Judges Scientific (LON:JDG)
Share price: 1375p (down 24% today)
No. shares: 6.1m
Market cap: £83.9m
AGM statement (profit warning) - the outlook given with the 2015 results, announced in Mar 2016, didn't sound too bad. I reported on that here. Bookings were down, but the company attributed this to seasonal patterns.
Since then, things have got worse:
"At the time of the release of the 2015 annual results on 21st March 2016, we indicated that order bookings in the first ten weeks of 2016 had been low, which had been our experience over the previous two years.
However, as of today, 20 weeks into the current financial year, unlike the previous year we have not seen a pick-up in order bookings. This will negatively impact our interim results and, should the trend continue, has the potential to affect the Group's performance for the year as a whole."
It's a pity that the company has not been more specific. They could & should have given some numbers - e.g. saying that we expect full year profit to be down x% on last year. It infuriates me when companies leave us in the dark. Are they 5% down, or 20% down? We have no idea.
More specific guidance will no doubt be given to the house broker. We then have to wait for them to update, and assess the severity of the downturn.
WH Ireland said this morning that they're leaving forecasts unchanged for now, but recognise the downside risk. That seems an odd decision. Although it does perhaps signal that the situation is not too bad? They're currently forecasing 124.1p EPS for 2016. It might be safer to trim that by say 10% or more? So I personally would work on the basis of EPS for this year possibly being 100-110p?
Therefore, at 1375p the shares look reasonable value.
My opinion - a good company, with good management. In the past, it has had trading glitches which have turned out to be not too serious. Therefore, I'm looking at this as being a possible buying opportunity, once the dust has settled.
As you can see from the 2-year chart below, the shares often stumble on temporary bad news, but always seem to recover.
Retailers
This sector is very much out-of-favour at the moment.
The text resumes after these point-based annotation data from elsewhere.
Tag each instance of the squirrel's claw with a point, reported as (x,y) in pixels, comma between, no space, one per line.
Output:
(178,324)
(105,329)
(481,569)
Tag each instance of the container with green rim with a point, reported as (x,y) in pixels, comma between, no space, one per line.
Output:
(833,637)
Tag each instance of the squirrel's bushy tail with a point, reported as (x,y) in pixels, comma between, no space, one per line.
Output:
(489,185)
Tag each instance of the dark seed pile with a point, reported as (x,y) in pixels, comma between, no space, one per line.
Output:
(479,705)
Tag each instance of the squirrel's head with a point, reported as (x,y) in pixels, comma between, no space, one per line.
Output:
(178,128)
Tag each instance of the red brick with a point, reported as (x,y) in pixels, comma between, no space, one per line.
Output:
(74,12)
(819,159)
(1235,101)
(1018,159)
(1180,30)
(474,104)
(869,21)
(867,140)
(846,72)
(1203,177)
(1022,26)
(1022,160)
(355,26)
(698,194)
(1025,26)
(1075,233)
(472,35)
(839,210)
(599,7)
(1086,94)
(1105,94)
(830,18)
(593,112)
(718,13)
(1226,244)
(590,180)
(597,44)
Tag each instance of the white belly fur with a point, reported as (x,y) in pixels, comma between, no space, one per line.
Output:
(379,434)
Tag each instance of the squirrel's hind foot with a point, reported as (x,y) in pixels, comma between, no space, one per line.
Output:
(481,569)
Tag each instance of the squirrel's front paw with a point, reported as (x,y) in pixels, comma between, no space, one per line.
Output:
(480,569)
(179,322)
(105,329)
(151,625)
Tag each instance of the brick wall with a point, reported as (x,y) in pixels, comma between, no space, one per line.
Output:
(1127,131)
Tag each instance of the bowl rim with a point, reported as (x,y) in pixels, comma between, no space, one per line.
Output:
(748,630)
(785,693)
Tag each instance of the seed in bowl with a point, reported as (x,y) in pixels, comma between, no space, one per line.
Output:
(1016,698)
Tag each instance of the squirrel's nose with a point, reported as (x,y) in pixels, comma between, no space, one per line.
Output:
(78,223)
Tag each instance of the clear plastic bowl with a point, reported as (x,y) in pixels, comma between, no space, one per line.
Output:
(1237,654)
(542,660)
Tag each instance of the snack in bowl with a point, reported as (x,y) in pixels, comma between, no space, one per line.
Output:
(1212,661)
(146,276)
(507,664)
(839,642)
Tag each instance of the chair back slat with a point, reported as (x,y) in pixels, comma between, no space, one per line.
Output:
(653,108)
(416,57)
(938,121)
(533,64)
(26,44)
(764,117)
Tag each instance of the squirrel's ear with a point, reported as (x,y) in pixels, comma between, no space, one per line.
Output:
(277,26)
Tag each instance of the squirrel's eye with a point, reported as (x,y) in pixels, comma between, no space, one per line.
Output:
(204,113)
So is it a quagmire for investors, or are there opportunities out there? A bit of both, I think! We just have to find the good companies that will recover, and avoid the ones in structural decline.
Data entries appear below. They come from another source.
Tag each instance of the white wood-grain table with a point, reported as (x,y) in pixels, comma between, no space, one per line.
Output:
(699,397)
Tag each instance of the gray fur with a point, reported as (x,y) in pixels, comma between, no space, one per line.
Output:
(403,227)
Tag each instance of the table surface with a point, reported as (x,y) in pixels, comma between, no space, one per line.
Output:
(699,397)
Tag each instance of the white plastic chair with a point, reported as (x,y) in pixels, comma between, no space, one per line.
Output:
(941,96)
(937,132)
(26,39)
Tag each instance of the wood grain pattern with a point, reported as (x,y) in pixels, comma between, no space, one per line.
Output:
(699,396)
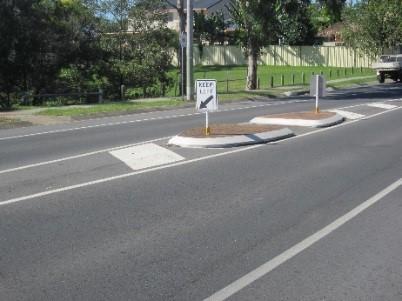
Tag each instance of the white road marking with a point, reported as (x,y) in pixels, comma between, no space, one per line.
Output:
(145,156)
(163,138)
(270,265)
(145,119)
(79,156)
(97,126)
(347,114)
(122,176)
(381,105)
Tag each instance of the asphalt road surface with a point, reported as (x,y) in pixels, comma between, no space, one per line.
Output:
(313,217)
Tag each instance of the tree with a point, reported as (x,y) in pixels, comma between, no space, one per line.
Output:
(180,9)
(37,38)
(256,27)
(141,57)
(260,23)
(324,13)
(333,9)
(373,26)
(295,25)
(209,28)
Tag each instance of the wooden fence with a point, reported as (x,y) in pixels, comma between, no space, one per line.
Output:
(330,56)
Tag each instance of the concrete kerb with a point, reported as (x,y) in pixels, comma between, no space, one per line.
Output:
(299,122)
(231,141)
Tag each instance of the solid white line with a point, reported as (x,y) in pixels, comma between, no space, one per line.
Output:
(122,176)
(142,120)
(98,125)
(15,200)
(80,155)
(347,114)
(270,265)
(109,149)
(381,105)
(335,126)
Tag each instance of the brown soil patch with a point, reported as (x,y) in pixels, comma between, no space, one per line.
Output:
(220,130)
(303,115)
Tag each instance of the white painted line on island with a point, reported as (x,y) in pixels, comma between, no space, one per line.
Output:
(347,114)
(122,176)
(381,105)
(79,156)
(181,163)
(145,156)
(270,265)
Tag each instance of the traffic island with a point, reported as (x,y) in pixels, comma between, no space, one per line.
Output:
(311,119)
(230,135)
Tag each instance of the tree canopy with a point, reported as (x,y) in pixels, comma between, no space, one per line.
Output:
(374,26)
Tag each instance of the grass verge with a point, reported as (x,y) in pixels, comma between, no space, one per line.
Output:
(107,109)
(115,108)
(9,123)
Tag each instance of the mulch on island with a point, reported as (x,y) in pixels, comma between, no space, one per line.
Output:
(302,115)
(221,130)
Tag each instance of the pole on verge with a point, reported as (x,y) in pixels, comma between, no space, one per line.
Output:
(207,128)
(317,90)
(190,84)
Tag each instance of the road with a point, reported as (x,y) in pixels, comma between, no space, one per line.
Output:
(313,217)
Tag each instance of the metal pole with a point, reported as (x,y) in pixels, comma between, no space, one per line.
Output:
(190,84)
(207,129)
(182,72)
(317,89)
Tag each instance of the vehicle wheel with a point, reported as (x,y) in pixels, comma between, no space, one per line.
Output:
(381,78)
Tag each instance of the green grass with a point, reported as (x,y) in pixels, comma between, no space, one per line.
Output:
(233,78)
(8,123)
(231,83)
(109,108)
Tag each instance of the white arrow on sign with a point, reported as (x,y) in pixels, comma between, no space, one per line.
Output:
(206,95)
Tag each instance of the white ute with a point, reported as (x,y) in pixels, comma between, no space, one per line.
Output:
(389,66)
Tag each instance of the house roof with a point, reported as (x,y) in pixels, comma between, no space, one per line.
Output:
(201,4)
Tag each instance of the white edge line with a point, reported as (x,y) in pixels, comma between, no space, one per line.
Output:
(98,125)
(142,120)
(336,126)
(15,200)
(122,176)
(159,118)
(79,156)
(270,265)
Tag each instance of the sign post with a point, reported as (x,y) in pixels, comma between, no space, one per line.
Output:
(206,99)
(317,89)
(183,44)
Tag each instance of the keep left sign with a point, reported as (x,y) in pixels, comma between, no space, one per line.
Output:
(206,95)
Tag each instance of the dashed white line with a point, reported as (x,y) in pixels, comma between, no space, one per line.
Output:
(122,176)
(104,180)
(144,119)
(381,105)
(80,155)
(347,114)
(270,265)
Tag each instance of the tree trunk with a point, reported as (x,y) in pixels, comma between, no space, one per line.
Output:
(182,54)
(252,67)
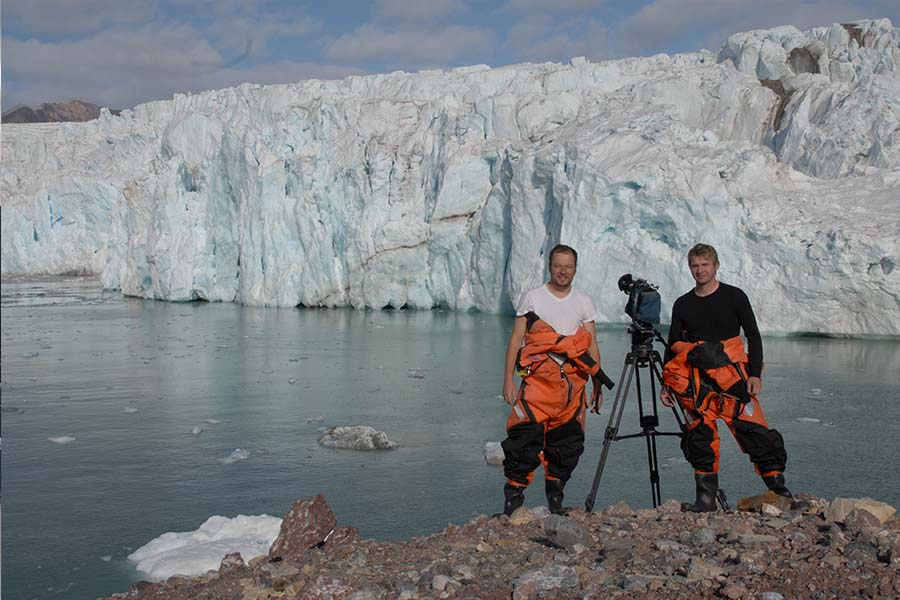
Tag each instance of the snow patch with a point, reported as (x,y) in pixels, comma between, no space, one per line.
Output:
(193,553)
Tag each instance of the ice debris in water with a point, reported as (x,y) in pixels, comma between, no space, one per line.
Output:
(238,454)
(63,439)
(356,437)
(194,553)
(493,453)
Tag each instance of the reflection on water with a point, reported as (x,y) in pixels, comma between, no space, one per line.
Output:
(156,396)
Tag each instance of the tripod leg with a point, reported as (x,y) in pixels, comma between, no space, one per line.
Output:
(610,433)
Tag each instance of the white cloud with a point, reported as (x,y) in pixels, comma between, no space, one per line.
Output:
(416,11)
(412,49)
(148,64)
(64,17)
(552,6)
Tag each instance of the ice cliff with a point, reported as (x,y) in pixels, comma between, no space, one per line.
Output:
(447,189)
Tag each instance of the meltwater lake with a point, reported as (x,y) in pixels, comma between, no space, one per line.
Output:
(116,413)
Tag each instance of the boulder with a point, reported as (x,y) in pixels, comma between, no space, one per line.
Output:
(356,437)
(566,533)
(307,524)
(839,508)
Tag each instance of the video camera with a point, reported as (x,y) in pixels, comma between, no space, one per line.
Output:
(644,304)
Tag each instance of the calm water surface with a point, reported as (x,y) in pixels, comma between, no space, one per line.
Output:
(129,379)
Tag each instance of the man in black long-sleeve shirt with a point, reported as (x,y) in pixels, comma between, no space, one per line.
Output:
(713,315)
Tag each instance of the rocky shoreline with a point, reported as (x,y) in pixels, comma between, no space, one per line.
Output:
(846,548)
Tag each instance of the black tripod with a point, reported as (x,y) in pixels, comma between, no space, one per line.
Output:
(642,356)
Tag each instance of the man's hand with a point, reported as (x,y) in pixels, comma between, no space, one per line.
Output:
(754,385)
(667,397)
(509,391)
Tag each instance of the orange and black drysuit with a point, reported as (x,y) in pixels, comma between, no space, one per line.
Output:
(710,381)
(546,424)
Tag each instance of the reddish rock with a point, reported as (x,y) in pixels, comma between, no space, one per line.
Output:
(306,525)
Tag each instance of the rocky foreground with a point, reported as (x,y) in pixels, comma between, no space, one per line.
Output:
(847,548)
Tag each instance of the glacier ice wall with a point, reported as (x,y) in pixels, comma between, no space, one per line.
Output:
(447,189)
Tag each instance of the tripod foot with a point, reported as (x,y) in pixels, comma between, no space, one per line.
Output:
(707,489)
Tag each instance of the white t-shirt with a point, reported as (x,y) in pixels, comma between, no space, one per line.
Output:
(565,315)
I see that Marks and Spencer (LON:MKS) has put out a mild profit warning today, saying:
Overall, we expect the combination of difficult trading conditions, both in the UK and in our International markets, as well as our decision to invest in price and reduce our promotional activity, to have an adverse impact on profit in the short term. However, we're confident our actions will provide us with a more solid base from which to build long term sustainable growth.
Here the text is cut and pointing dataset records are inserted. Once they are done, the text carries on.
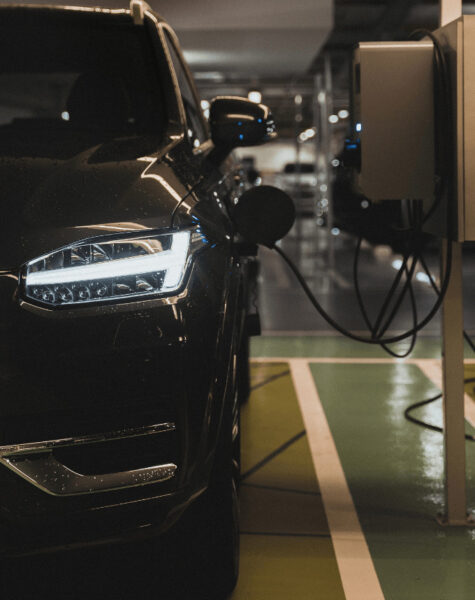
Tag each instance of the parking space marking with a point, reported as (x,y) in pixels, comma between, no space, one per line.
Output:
(357,572)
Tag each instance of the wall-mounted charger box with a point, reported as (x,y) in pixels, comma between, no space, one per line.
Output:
(393,117)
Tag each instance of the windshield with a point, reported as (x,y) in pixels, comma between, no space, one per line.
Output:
(70,80)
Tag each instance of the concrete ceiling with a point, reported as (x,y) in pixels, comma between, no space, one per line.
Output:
(255,39)
(247,38)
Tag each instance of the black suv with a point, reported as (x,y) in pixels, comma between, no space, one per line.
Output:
(123,290)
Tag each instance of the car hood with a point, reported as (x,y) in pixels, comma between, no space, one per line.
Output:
(109,188)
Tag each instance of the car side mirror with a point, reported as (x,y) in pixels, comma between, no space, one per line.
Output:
(237,122)
(264,215)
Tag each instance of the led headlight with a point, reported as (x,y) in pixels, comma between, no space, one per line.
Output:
(111,269)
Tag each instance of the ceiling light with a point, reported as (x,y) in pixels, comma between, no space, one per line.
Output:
(255,96)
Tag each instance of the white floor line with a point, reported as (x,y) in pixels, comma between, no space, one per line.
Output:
(358,575)
(433,371)
(349,361)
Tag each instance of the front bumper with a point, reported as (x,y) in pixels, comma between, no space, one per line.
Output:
(141,390)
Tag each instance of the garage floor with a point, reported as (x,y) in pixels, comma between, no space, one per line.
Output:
(367,529)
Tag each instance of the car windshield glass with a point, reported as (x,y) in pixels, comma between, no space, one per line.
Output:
(70,80)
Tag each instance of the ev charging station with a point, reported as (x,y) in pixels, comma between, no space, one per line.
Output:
(394,111)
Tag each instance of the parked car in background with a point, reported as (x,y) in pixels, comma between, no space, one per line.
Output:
(299,180)
(123,293)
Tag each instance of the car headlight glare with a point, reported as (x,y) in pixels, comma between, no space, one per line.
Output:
(111,269)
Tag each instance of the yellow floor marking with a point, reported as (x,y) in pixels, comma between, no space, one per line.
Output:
(287,568)
(358,575)
(286,549)
(275,511)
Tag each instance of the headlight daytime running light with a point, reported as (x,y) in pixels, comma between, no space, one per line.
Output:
(106,269)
I reckon MKS has a lot of home-grown problems. All too often its clothing is drab, and over-priced. There's a gulf now between the prices of similar items in Primark vs M+S. Sure, the M+S offering is better quality, but not enough to justify the sometimes huge price difference.
On the other hand, M+S is likely to be one of the biggest beneficiary of the (probably inevitable) demise of BHS. I can't see BHS surviving in its current form, thus opening up more market share for M+S.
Sweett (LON:CSG)
Recommended 35p cash bid - great news for risk-takers who were prepared to hold shares in this company - a cash bid from WSP at 35p has been announced today - this is a 52% premium to last night's close. Very nice indeed.
Personally, the corruption legal case against the company put me off. Whilst it may have been resolved, there was always the risk that more such issues might come out of the woodwork. My view is that, generally in life, wrong-doing is rarely an isolated incident.